Das sei auch weiterhin der Fall, heißt es vom RP. „Gegenstand des Raumordnungsverfahrens sind unter anderem zwei Varianten, Nord und Süd für eine Umfahrung von Ringschnait“, so der Sprecher Dirk Abel auf SZ-Anfrage. „Im Anschluss erfolgt ein sogenanntes Linienbestimmungsverfahren durch den Bund und daraufhin die weitere Entwurfsplanung.“ Eine Entscheidung über einen Trassenverlauf sei somit noch nicht gefallen.

Darüber hinaus sei der momentane Ausbau zwischen Jordanbad und Ringschnait unabhängig von den anschließenden Ortsumgehungen zu betrachten. „Inwieweit die Entscheidung einer Umgehung von Ringschnait zu einem teilweisen Rückbau oder einer Anpassung des jetzigen Ausbaus führt, bleibt abzuwarten“, erläutert Abel. Auch in zeitlicher Hinsicht seien die Vorhaben getrennt zu betrachten, weil bis zur Realisierung der Umgehungen nicht mehr mit den Ausbauarbeiten auf einem Teil der Strecke gewartet werden konnte.

Keine Variante die beste Lösung

Hecht weiß, dass er einer der wenigen Gegner der südlichen Umfahrung von Ringschnait ist. „Viele wollen die Südvariante“, sagt er. Auch die Experten sprachen sich in ihrem Abschlussbericht der Voruntersuchungen im Oktober vergangenen Jahres für die südliche Umfahrung aus.

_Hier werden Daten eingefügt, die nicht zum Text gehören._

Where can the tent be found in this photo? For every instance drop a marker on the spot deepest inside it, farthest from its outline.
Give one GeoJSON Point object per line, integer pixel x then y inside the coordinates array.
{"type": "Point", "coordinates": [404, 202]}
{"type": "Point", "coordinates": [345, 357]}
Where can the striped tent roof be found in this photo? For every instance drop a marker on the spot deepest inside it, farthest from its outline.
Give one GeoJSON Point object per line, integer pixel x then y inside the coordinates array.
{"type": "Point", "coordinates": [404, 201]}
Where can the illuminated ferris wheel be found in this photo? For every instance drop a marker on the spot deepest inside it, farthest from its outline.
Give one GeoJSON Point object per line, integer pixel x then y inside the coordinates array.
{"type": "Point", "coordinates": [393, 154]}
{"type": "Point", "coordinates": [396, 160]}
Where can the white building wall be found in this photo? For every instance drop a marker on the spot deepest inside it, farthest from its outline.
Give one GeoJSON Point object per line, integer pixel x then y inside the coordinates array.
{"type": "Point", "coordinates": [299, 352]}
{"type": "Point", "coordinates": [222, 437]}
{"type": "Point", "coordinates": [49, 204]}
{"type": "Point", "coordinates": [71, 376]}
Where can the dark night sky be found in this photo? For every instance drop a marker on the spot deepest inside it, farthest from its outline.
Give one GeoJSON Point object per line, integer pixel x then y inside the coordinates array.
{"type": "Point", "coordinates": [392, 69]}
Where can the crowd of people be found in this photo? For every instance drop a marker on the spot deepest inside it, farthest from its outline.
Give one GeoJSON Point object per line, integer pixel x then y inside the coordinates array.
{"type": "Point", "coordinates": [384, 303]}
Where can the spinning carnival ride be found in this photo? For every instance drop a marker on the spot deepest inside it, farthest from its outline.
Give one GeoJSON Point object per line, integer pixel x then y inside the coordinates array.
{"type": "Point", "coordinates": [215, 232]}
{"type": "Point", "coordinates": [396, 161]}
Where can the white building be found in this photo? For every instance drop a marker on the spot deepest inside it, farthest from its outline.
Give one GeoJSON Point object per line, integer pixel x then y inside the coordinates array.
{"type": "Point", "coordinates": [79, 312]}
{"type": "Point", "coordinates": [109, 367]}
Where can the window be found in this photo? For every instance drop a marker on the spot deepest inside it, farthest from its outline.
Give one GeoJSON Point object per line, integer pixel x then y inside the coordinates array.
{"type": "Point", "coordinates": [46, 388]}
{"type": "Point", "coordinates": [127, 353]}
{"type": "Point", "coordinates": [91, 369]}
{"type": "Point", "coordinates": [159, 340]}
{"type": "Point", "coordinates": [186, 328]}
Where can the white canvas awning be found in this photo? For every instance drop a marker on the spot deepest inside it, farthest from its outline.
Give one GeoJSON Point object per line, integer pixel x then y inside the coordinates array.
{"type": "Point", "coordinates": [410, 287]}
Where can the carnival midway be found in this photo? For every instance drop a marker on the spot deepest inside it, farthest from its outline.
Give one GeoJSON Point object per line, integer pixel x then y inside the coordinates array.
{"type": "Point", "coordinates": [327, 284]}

Sollte es tatsächlich so kommen, fürchtet Hecht um eine höhere Lärmbelastung: „Bislang liegt die B 312 hinter meinem Haus. Die südliche Trasse würde dann vor meinem Haus, also dort wo auch der Garten und der Wohnbereich ist, verlaufen.“ Die nördliche Variante ist in seinen Augen ebenfalls nicht die beste Möglichkeit: „Es ist schade, dass die Pläne für eine große Lösung, also die Verknüpfung des Projekts B-312-Ortsumfahrung mit dem B30-Aufstieg bei Mettenberg nicht weiterverfolgt wurden.“

Grundsätzlich hat Hecht nichts gegen den Ausbau zwischen Jordanbad und Ringschnait einzuwenden: „Es ist mehr als Zeit, dass man in diesem Bereich etwas macht.“ Er hätte sich aber gewünscht, dass der Abschnitt nur bis zu dem Punkt ausgebaut wird, an dem die nördliche Variante abgeht. „Das wäre verkehrstechnisch zwar schade gewesen, aber für mich ein deutliches Zeichen für ein ergebnisoffenes Verfahren.“ Denn wenn man einen Schritt gemacht habe, gehe man diesen nicht mehr ohne Weiteres zurück.